Bitcoin and its ardent followers had a relatively calm week. Although there were some quick swings on both the lower and higher sides, BTC ended with relatively less volatility. Over the week, Bitcoin made a high of $35,894 and made a week’s low just above the $32,000 level. BTC is down by a meager 2.36 per cent for the week.
On the technical front, a huge number of short positions had opened up on BTC. However, there was not much fodder for the bears as the Bitcoin bulls managed to keep the market above the crucial $32,000 price point. The second-largest cryptocurrency and the largest altcoin by market capitalization, Ether, took a larger hit. It is down by 4.52 per cent for the week.

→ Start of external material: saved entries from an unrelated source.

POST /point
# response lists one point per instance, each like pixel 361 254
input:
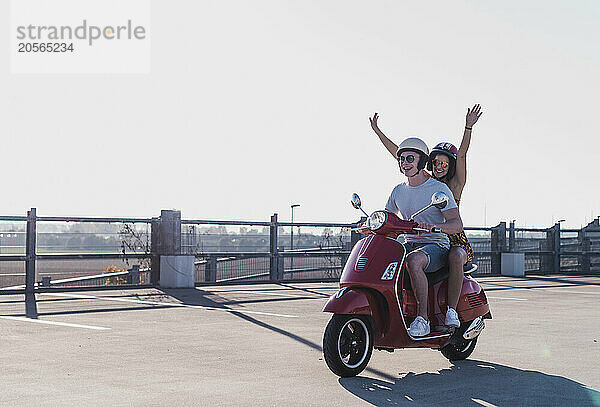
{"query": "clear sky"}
pixel 252 106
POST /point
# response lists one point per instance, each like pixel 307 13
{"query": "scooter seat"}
pixel 432 278
pixel 440 275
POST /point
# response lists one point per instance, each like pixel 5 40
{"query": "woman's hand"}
pixel 373 121
pixel 473 115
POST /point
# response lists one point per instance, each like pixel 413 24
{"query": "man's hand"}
pixel 373 121
pixel 473 115
pixel 427 226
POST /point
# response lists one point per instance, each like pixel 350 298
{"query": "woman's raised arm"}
pixel 389 144
pixel 473 115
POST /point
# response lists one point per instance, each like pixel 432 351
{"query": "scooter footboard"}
pixel 357 301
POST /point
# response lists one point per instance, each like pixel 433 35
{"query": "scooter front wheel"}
pixel 347 344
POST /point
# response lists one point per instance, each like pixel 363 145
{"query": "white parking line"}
pixel 40 321
pixel 306 296
pixel 168 304
pixel 508 298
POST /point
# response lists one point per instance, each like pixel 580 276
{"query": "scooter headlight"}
pixel 377 220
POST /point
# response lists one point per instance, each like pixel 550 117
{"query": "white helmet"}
pixel 417 145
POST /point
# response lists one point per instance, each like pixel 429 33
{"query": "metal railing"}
pixel 91 251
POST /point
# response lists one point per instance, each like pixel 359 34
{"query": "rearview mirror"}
pixel 355 201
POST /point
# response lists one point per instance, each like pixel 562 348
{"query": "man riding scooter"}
pixel 427 252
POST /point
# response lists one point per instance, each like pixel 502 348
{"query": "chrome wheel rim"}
pixel 353 343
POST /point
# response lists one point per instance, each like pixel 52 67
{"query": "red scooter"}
pixel 375 303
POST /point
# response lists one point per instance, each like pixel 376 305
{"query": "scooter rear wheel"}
pixel 460 351
pixel 347 344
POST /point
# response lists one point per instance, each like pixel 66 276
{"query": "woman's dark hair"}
pixel 451 167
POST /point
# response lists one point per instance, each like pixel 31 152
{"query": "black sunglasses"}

The daily time frame chart for Bitcoin indicated that the traded volume has taken a dip when plotted with the 50-day moving average of volume candles. This dip is a major indicator that points to the long-term accumulation of Bitcoin. It causes a shortage of supply of BTC across crypto exchanges. This squeeze in supply can gradually cause a huge bull run if the accumulation continues on its course.
Although this was a relatively calm week on the macro-economic front, two events managed to cause quite a stir in the crypto universe.
- Barclays bank stopped its clients from depositing fiat currency in cryptocurrency exchanges.
- Binance temporarily suspended payments through its SEPA network in the EU.